I don’t ever remember that car breaking down. I do remember it taking us on family holidays to East Anglia and the Loire Valley and the Netherlands, with my sisters and me squabbling about who sat in the middle and who was the best looking Nolan sister, (Maureen, not Bernie) and other things that seemed so important at the time. But I don’t recall waiting for the AA man to come and rescue us. Red Ruh, as we affectionately called her, got us from A to B and those Bs were scattered all over the place.
No, I don’t recall any problems with that car, but the thing that really sticks in my mind about it was the day the army came.
I was never really into guns and uniforms and the like. I had Action Men but they were just as likely to be cooking in my sisters’ Cindy kitchens as they were fighting the Germans. But that didn’t stop me from being a bit over excited when four Land Rovers rolled down out sleepy hill, four soldiers in each, each carrying a gun. I swung on the front gate watching them get out of their vehicles and walking towards me. I didn’t for a minute think they were coming to our house.
“Your dad home sonny,” the one with the funny moustache asked. “Daaaad,” I yelled up the stairs.
If my dad was shocked to see sixteen soldiers outside the house, he didn’t show it. He had a I’ve been expecting you, expression on his face.
“Can I help you?” he said.
“This your car?” the moustache danced as the man spoke.
“It is,” my dad confirmed.
“Mind if we have a look?” The moustache danced again.
My dad shrugged.
The soldiers swarmed all over the car like ants.
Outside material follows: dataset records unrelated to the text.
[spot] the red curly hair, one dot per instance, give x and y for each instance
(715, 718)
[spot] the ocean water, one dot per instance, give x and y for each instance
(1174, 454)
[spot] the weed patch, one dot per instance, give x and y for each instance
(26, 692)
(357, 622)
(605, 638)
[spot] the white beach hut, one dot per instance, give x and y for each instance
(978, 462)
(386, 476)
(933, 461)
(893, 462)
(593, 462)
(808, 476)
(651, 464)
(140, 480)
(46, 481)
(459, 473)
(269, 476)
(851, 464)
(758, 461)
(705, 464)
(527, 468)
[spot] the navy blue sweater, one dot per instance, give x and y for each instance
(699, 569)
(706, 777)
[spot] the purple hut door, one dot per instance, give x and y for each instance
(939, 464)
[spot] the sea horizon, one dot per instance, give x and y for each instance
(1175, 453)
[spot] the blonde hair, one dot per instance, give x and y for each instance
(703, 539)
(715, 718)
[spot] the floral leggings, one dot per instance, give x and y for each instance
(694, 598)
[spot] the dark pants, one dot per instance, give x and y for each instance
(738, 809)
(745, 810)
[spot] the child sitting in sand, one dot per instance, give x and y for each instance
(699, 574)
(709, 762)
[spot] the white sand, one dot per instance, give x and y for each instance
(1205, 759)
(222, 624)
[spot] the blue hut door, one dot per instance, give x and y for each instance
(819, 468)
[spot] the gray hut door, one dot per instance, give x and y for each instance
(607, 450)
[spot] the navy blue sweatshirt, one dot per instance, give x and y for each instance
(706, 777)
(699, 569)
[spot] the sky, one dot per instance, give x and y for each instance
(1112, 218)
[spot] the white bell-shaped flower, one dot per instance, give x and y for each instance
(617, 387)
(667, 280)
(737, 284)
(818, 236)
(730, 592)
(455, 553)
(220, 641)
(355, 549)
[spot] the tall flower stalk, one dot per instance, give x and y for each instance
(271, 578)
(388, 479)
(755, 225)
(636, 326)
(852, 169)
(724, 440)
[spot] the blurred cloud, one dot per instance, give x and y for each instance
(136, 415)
If I thought I’d explored it thoroughly, it was nothing to what these guys were doing now. They were ripping it apart right there on the street.
“Don’t worry sir,” the Moustache said. “Once we’ve finished with it, you won’t even know we’ve been here. And it won’t need a service for another six months.”
“Got it!” One of the men held up a small device, no bigger than a mouse trap.
“Listening device,” the Moustache said. “The Ruskies bugged these beauties before sending them out, so they could listen in to the lives of the average British citizen.
My jaw nearly hit the floor. I couldn’t wait to tell the boys in school, that the Russians had been listening to us. That would silence the jokes.
“Oh and by the way,” the Moustache said, as he was leaving, “I agree with you sonny, it’s definitely Maureen.”